Today I went to a lecture by Nick Cross on tyrosine kinase inhibitors in chronic leukemias. The lecture was a tour-de-force, but I came away profoundly depressed. Nick runs an excellent genetics unit and is extremely erudite. He has managed to identify 43 chromosomal translocations in the chronic leukemias in which conjoined genes result in a constitutively activated tyrosine kinase that has the effect of causing the leukemic cell to continue to divide even when it is not receiving an appropriate signal from its environment.
This has nothing to do with CLL, by the way, the pardigmic disease is chronic myeloid leukemia in which the BCR/ABL tyrosine kinase is always in the switched on mode. Nick has looked at a variety of atypical chronic myeloid leukemias and has sorted out the molecular mechanisms.
Excellent though the science was there were several depressing features. First, in one case they had identified a Gleevec-like inhibitor which switched the tyrosine kinase off and would have had the effect of controling the leukemia, but so few patients suffered from this particular variant that no pharmaceutical company would spend the money to manufacture the product. Second, although he had identified 43 molecular mechanisms these represented less than 10% of all cases of atypical chronic myeloid leukemia. This is a rare variant of a rare disease; there are only 750 new cases of chronic myeloid leukemia in the UK every year.
The chronic myeloproliferative diseases are single gene disorders - there is usually only one molecular mistake. The common cancers, on the other hand, have 6, 7 or 8 molecular mistakes. If single gene diseases are so complex, how much more complex must the common cancers be?

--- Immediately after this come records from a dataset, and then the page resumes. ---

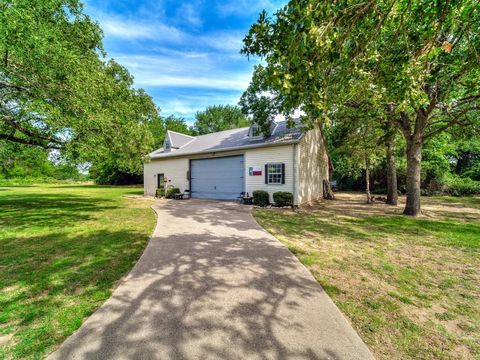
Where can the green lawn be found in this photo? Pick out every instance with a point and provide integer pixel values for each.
(410, 287)
(62, 250)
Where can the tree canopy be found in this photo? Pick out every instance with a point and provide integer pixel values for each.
(58, 90)
(419, 57)
(217, 118)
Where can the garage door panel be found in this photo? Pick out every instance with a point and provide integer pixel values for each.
(218, 178)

When Gleevec was discovered I was very excited. The age of molecular therapies was dawning. That was 9 years ago. All we have done since then is produce one failed drug - Iressa - for common cancers. It is still the case that the most effective treatment for cancer is surgery, a treatment 150 years old.
The third depressing feature came from a meeting I went to the day before. WE were proposing a trial of mini-dose Revlimid for maintenance therapy in CLL. This was being opposed on the grounds that as the drug was so expensive, no matter how effective it might be, it would never pass NICE, and therefore there was no point in doing the trial. If Revlimid (a relatively easy to make molecule) is too expensive, what hope is there for new drugs in cancer.
The fourth thing that depressed me was seeing a doctor smoking. I have always refused to work on lung cancer on the grounds that the problem is already largely solved. Just stop tobacco smoking. As we unravel these molecular mechanisms at huge expense, society as a whole is unwilling to give up the thing that causes the commonest type of cancer. Why should we bother?